The state Republican Party and GOP Senate nominee Bill Jones are against it, and
only a handful of Republican elected officials have declared their support for it.

Among them, the most prominent GOP supporters are Rep. Doug Ose of
Sacramento, Los Angeles County Supervisor Don Knabe and San Diego Mayor
Dick Murphy.

The state's highest-ranking Republican, Gov. Arnold Schwarzenegger, supports
embryonic stem cell research but said he's worried about the state going further into
debt for it.

Hutton said the campaign hopes to announce more Republican support in the final
two months of the campaign.

On the other side, Johnson said opponents aren't focusing on their supporters'
political affiliations. He said they have expanded beyond the abortion foes that
launched the group and have picked up support from some feminists and
environmentalists.

"We do not see (Proposition 71) as a partisan issue," he said. "People are coming
from all walks of life."

But most of the opposition's money has come from conservatives.

Fieldstead and Co. in Irvine, a firm owned by conservative philanthropist Howard
Ahmanson Jr., gave $50,000.

The U.S. Conference of Catholic Bishops, a leading abortion foe, also gave
$50,000.

The Catholic church and other abortion foes oppose embryonic stem cell research
because they consider the harvesting of stem cells from days-old embryos to be the
destruction of a life.

The embryos used in research are leftover ones from in vitro fertilization attempts
that would otherwise be discarded.

The embryonic stem cells have the capacity to become any cell in the human body.

If scientists could coax these cells to become replacements for damaged or missing
cells, they claim they could cure spinal cord injuries, diabetes, Parkinson's and
many other diseases.

On the other side, the initiative's advocates picked up a $1.3 million contribution last
week from a Menlo Park, Calif., venture capitalist who usually gives to Republicans,
William K. Bowes Jr.

Another venture capitalist, F. Noel Perry, and his wife, Claire, of Newport Beach,
Calif., gave $748,000 on Thursday. They already contributed $250,000.

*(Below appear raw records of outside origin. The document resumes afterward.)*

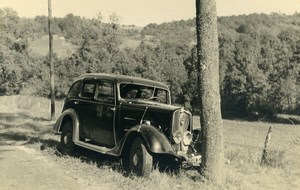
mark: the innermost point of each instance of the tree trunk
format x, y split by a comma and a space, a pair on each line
212, 164
52, 87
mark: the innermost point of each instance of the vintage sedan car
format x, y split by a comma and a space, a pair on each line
128, 117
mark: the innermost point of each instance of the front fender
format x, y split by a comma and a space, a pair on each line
155, 140
67, 115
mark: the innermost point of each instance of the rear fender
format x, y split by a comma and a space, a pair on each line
156, 141
67, 115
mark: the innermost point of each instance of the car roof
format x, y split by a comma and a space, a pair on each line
123, 79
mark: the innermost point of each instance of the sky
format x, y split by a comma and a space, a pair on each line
143, 12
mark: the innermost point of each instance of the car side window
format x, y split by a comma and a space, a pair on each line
105, 92
75, 89
88, 90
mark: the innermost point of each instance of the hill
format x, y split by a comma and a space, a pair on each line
40, 46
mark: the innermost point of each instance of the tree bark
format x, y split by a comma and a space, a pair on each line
52, 87
212, 163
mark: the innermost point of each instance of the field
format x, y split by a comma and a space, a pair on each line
24, 121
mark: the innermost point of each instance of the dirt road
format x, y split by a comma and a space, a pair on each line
23, 168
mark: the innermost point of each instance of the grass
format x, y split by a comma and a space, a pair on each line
25, 120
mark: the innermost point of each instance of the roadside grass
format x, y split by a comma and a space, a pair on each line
24, 120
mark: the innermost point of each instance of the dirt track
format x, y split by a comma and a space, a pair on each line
27, 168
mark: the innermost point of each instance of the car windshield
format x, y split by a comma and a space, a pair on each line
136, 91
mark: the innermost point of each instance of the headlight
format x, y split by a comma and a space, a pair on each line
177, 137
187, 138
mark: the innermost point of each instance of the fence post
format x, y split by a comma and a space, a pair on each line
264, 158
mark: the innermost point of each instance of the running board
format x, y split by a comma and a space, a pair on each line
96, 148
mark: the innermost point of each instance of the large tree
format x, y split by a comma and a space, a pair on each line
212, 163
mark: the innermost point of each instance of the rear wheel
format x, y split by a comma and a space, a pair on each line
140, 161
66, 139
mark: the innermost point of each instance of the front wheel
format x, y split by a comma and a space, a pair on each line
66, 139
140, 161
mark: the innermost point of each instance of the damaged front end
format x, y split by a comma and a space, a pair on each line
185, 140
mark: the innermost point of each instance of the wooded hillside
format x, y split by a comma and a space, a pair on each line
259, 57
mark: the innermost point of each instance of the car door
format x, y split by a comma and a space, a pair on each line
102, 128
85, 108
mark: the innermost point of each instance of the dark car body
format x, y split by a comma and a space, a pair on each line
107, 113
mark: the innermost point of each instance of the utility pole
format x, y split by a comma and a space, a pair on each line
51, 61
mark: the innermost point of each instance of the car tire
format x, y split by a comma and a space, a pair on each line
66, 139
140, 161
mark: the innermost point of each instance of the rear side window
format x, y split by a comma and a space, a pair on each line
75, 89
88, 90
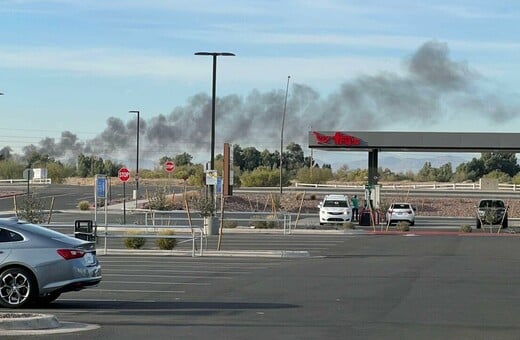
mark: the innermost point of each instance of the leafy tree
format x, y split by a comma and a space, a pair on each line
472, 170
294, 157
505, 162
251, 158
262, 177
182, 159
444, 173
502, 177
5, 153
305, 175
11, 169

The Perrys and Bowes are among a growing number of venture capitalist
contributors to the initiative, a trend that has drawn opponents' fire.

Johnson contends venture capitalists could profit from investments made with
Proposition 71 bond revenues.

"They are contributing what to them is chump change," he said.

Hutton, Proposition 71's spokeswoman, said the "vast majority" of contributors
believe in embryonic stem cell research or have family members with diseases the
research could help.

She said she hopes voters will focus on the potential for cures, rather than the
partisan politics surrounding the issue.

"We think Republicans and Democrats get diabetes ... (and) cancer," she said. "We
think Republicans and Democrats should support stem cell research."